Abstract
Left ventricular non-compaction (LVNC) is a rare disorder caused by the arrest of myocardial compaction during embryogenesis, leading to a non-compacted endocardial layer with marked trabeculations. The diagnosis is primarily based on echocardiographic demonstration of a spongy myocardium. Here, we present a young male with LVNC presenting with left heart failure and multiple left ventricular thrombi. We also review the presentation, diagnosis and management of this condition.
Background
Isolated left ventricular non-compaction (LVNC) is an extremely rare disease due to the arrest of myocardial compaction with an estimated prevalence between 0.05% and 0.24%.1 More recently, however, with improved diagnostic imaging, the frequency of this disease has dramatically risen in both children and adults.2 Morphologically, the disease is characterised by a spongy left ventricle with prominent myocardial trabeculations and deep intertrabecular recesses, leading to systolic dysfunction.3 Clinical presentation ranges from no symptoms to congestive heart failure, arrhythmias and thromboembolic events.4 Early diagnosis as in our case seems to be imperative to prevent significant morbidity and mortality.
Case presentation
A 28-year-old Hispanic man presented with increasing shortness of breath, weight gain and orthopnoea for 10 days. He denied any chest pain, sore throat or upper respiratory tract symptoms. He had an unremarkable medical history and denied alcohol and drug abuse. Family history was negative for any cardiac disease. Vital signs on admission were blood pressure 112/77 mm Hg, heart rate 100/min, respiratory rate 18/min, temperature 36.9°C and oxygen saturation of 94% on room air. Systemic examination was positive for distended neck veins, bilateral basilar rales, S3 gallop and marked pedal oedema.
Investigations
The patient's white cell count and troponin were within normal limits. Chest radiography revealed bilateral infiltrates suggestive of pulmonary oedema. Brain natriuretic peptide was elevated at 751 pg/mL. An ECG showed sinus tachycardia with left ventricular hypertrophy with secondary repolarisation abnormality and left anterior fascicular block. QRS duration was prolonged at 130 ms. Transthoracic echocardiogram (TTE) revealed an enlarged and dilated left ventricle (left ventricular end diastolic dimension of 6.5 cm) with severe global left ventricular systolic dysfunction. Left ventricular ejection fraction (LVEF) was calculated at 17% by biplane Simpson's method. There were marked trabeculations, especially in the mid to apical portions of the left ventricle consistent with non-compaction cardiomyopathy (figure 1 and video 1). Multiple left ventricular thrombi were noted at the cardiac apex within the trabeculations (figure 2 and video 2).
Figure 1.
Parasternal short-axis view at the level of the mid left ventricle showing the compacted layer of myocardium and the non-compacted layer of myocardium with trabeculations and intertrabecular recesses by transthoracic echocardiography.
Figure 2.
Parasternal short-axis view at the left ventricular apex showing multiple thrombi within the deep intertrabecular recesses.

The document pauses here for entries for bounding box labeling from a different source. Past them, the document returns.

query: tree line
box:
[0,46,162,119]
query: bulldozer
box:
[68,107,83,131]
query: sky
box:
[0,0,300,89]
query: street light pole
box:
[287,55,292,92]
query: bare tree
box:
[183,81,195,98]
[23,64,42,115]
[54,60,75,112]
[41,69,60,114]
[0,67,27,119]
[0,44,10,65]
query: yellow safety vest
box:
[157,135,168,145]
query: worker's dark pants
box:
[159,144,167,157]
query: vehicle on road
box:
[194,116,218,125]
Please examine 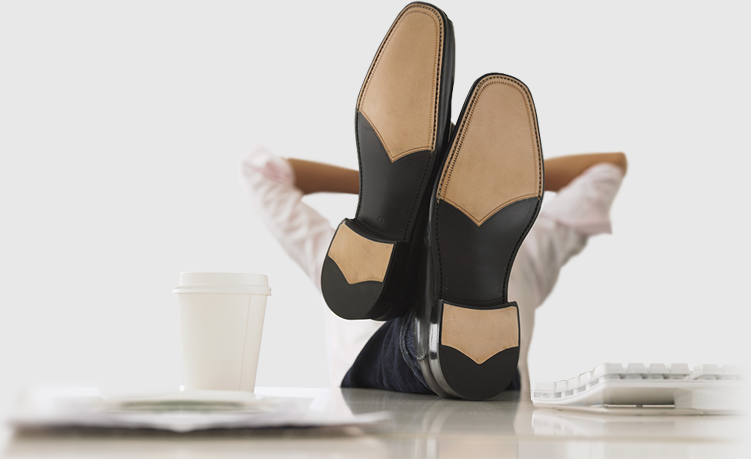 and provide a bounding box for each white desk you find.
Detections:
[4,388,751,459]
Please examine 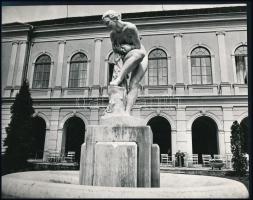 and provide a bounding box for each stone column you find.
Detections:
[216,31,231,95]
[92,38,103,96]
[54,41,66,97]
[221,106,234,154]
[90,107,99,125]
[4,41,18,97]
[47,107,61,152]
[176,106,187,152]
[218,130,226,155]
[15,41,27,86]
[171,130,177,159]
[174,33,184,95]
[186,130,192,154]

Parasternal short axis view at the level of the mid left ventricle showing the compacted layer of myocardium and the non-compacted layer of myocardium with trabeculations and intertrabecular recesses by transthoracic echocardiography.

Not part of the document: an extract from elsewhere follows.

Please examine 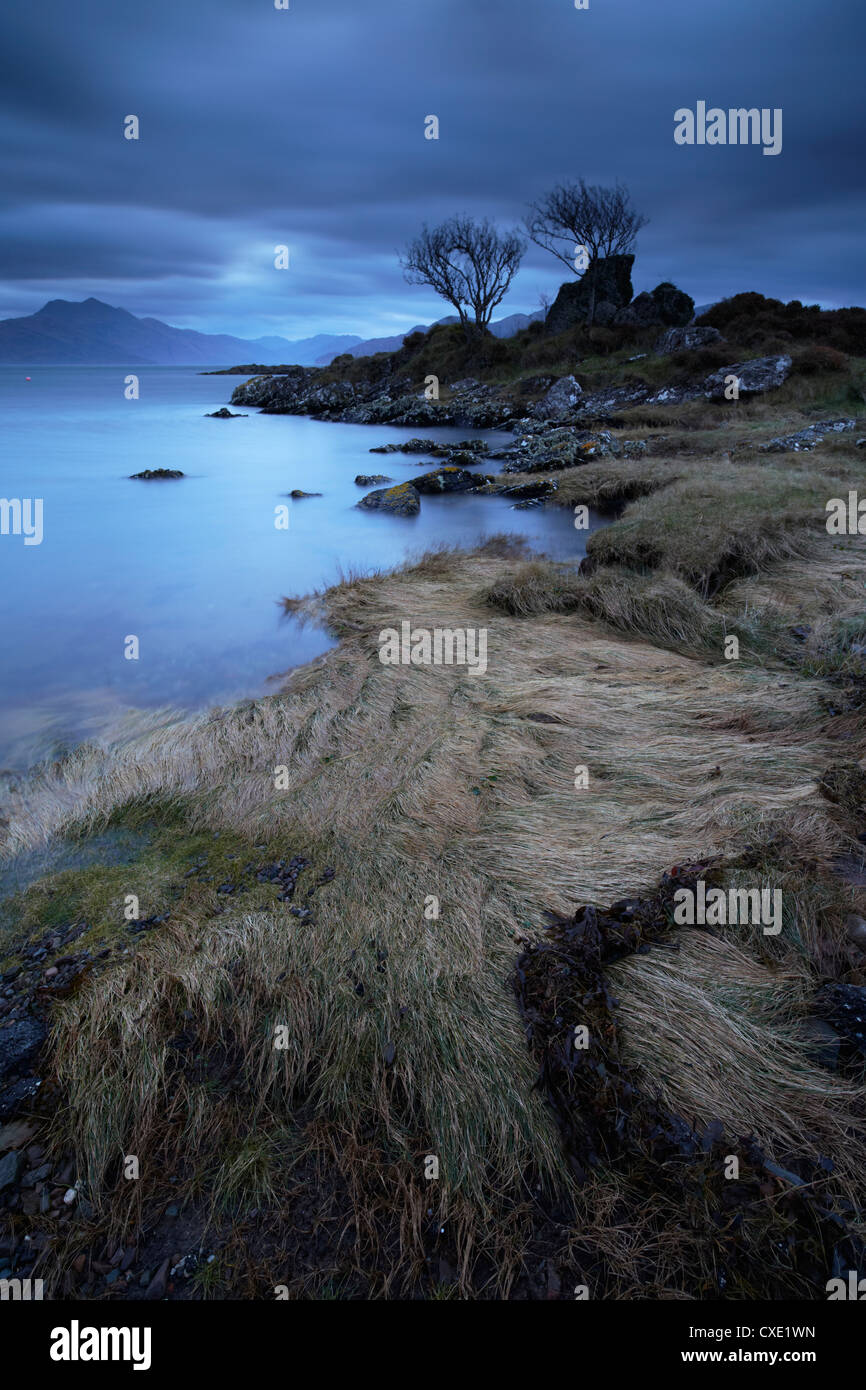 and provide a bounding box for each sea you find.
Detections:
[0,366,602,773]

Parasternal short axis view at the left ventricular apex showing multiple thrombi within the deep intertrabecular recesses.
Differential diagnosis
Myocarditis was ruled out on the basis of normal troponin levels and characteristic echocardiographic findings. Ischaemic cardiomyopathy was unlikely based on his age, global cardiomyopathy and characteristic features of LV non-compaction in the TTE. Subsequently, he underwent coronary angiography at a different time, which revealed the absence of angiographically significant coronary artery disease.
Treatment
He was started on lisinopril 5 mg daily and furosemide 40 mg daily for the management of heart failure and intravenous heparin anticoagulation for his left ventricular thrombi and was subsequently transitioned to oral warfarin. The patient showed clinical improvement in his heart failure and was discharged on the eighth day of hospital admission. Low-dose metoprolol was started on the day of discharge with a plan to up titrate the dose in subsequent weeks.
Outcome and follow-up
Follow-up echocardiogram at 3 months revealed stable LVEF of 15%. Previously seen LV thrombi had resolved at this time. He still had New York Heart Association (NYHA) class III symptoms at this time. ECG showed the prolongation of QRS duration at 160 ms. Subsequently, a cardiac resynchronisation therapy defibrillator (CRT-D) device was implanted for the treatment of heart failure and primary prevention of sudden cardiac death. At present, the patient is having stable heart failure symptoms without further thromboembolic complications and malignant arrhythmias. He is maintained on oral anticoagulation with warfarin. He is referred for a heart transplantation evaluation. All first-degree relatives were advised to undergo screening echocardiogram.
Discussion
LVNC is a rare and distinct form of cardiomyopathy. In the largest series of patients with isolated LVNC, the prevalence was 0.014% in patients referred to the echocardiography laboratory.1 It is characterised by the presence of excessive and prominent trabeculations along with deep recesses that communicate with the ventricular cavity, but not the coronary circulation.2 There is a male preponderance (56–82% of total cases). The age group is highly variable, and cases have been reported in infants as well as the elderly.3
Heart failure, arrhythmias and embolic events are common presenting features of this condition. Life-threatening ventricular tachy-arrhythmias are reported in 20% of patients and they remain as a concern for sudden cardiac death, mostly in adults with advanced disease.4 Adults are known to have severe disease and higher mortality in comparison to children.5 Heart failure is the presenting feature in over two-thirds of cases with LVNC.6 LV failure is attributed to subendocardial hypoperfusion and microcirculatory dysfunction associated with this condition.6 LV systolic dysfunction, rhythm disturbances and the presence of blood in the deep intertrabecular recesses contribute to intraventricular thrombus formation.5 LVNC is sometimes known to be associated with other congenital cardiac conditions such as atrial and ventricular septal defects, congenital aortic stenosis and coarctation of the aorta.7 There are some reports of unstable conduction system and recurrent arrhythmias seen in echocardiography-documented non-compacted ventricle with normal ejection fraction.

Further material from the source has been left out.